Sementara itu, organisasi harus memanifestasikan potensi egois dan altruismenya untuk mencapai tujuan membayar zakat. Sifat egois adalah berguna untuk memperoleh keuntungan, sedangkan sifat altruis adalah untuk membayar zakat. Tujuan ini menunjukan bahwa tujuab membayar zakat merupakan tujuan operatif organisasi. Tujuan ini menunjukan harus berusaha mencari keuntungan dan dalam waktu yang bersamaan membayar zakat. Artinya, organisasi itu hanya mampu membayar zakat bila memiliki kekayaan, misalnya dengan memperoleh keuntungan. Kekayaan yang diperoleh dari bisnis dikenakan wajib zakat yang dibayarkan oleh perusahaan atas para pemiliknya (pemegang saham). Ini berarti perusahaan tidak bertanggungjawab hanya pada bsnis yang dijalankan, tetapi juga pada pembayaran zakat sebagai tujuan organisasi di samping memaksimalkan keuntungan.

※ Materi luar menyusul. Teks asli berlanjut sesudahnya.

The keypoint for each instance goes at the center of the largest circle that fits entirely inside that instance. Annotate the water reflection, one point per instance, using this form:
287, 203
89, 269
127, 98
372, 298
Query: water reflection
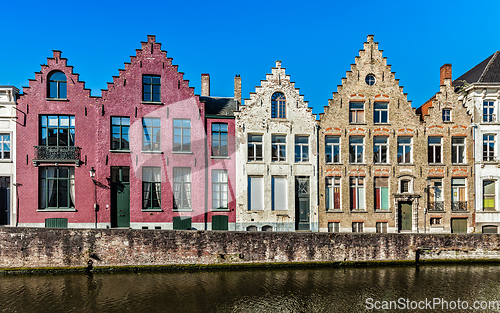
289, 290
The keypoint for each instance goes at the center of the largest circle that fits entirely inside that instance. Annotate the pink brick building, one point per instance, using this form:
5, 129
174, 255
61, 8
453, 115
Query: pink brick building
143, 141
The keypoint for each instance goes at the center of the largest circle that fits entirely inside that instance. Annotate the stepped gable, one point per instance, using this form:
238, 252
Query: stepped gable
488, 71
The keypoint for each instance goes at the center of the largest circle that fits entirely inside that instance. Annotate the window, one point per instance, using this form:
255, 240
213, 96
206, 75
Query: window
219, 139
405, 185
57, 187
301, 148
182, 188
370, 79
381, 227
182, 135
488, 147
4, 147
333, 227
458, 150
120, 136
356, 149
151, 88
380, 148
357, 193
57, 86
219, 189
57, 130
255, 193
278, 148
434, 150
278, 192
332, 199
446, 115
332, 149
380, 112
151, 188
404, 150
458, 194
488, 112
356, 112
381, 186
435, 221
435, 194
151, 134
489, 195
357, 227
278, 105
254, 147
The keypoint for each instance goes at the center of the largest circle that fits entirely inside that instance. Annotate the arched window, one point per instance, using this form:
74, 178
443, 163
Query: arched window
278, 108
57, 85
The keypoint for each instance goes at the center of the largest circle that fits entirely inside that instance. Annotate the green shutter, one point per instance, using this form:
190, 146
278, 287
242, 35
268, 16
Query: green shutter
220, 222
182, 223
56, 222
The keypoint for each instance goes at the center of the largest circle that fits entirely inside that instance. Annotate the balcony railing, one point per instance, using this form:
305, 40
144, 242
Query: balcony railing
56, 154
459, 206
436, 206
489, 118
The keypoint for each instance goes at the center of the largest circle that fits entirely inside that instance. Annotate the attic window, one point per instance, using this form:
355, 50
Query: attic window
370, 79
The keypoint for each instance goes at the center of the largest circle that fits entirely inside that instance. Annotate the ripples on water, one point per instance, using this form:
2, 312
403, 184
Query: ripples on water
287, 290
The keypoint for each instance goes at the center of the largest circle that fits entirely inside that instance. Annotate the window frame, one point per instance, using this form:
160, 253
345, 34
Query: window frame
218, 137
185, 133
255, 145
153, 184
150, 86
378, 113
301, 156
435, 150
154, 132
222, 191
355, 156
278, 148
121, 134
70, 179
59, 86
278, 105
356, 113
182, 189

Dari sifat-sifat zakat di atas kita dapat memahami dengan sangat jelas bahwa zakat sebagai metaforisasi realistis etis organisasi bisnis tersusun atas unsure-unsur ‘fisik” dan “metafisik” yang akan mengkonstruk akuntansi syari’ah. Akuntansi harus mencerminkan semua hal tersebut.[32] Ketika akuntansi merefleksikan realitas, akan ada informasi dan symbol yang kemungkinan bervariasi dengan praktik-praktik akuntansi dalam organisasi bisnis kontemporer.

Prinsip-prinsip yang ditetapkan dalam akuntansi syari’ah yang didasarkan dan sesuai dengan syari’ah Islam, selanjutnya harus distrukturkan baik secara implicit maupun eksplisit sesuai dengan konsep manusia sebagai khalifah di muka bumi dalam rangka memenuhi kewajiban membayar zakat.[33] Identifikasi dasar penentuan zakat dalam akuntansi syari’ah merupakan landasan penentuan dan penjelasan prinsip, aturan, dan standar akuntansi syari’ah. Hal tersebut diperlukan guna memfasilitasi tugas akuntan dalam mengidentifikasi dan memahami cakupan tanggung jawab dalam pengukuran, penyajian, dan pengungkapan laporan keuangan untuk tujuan zakat.[34]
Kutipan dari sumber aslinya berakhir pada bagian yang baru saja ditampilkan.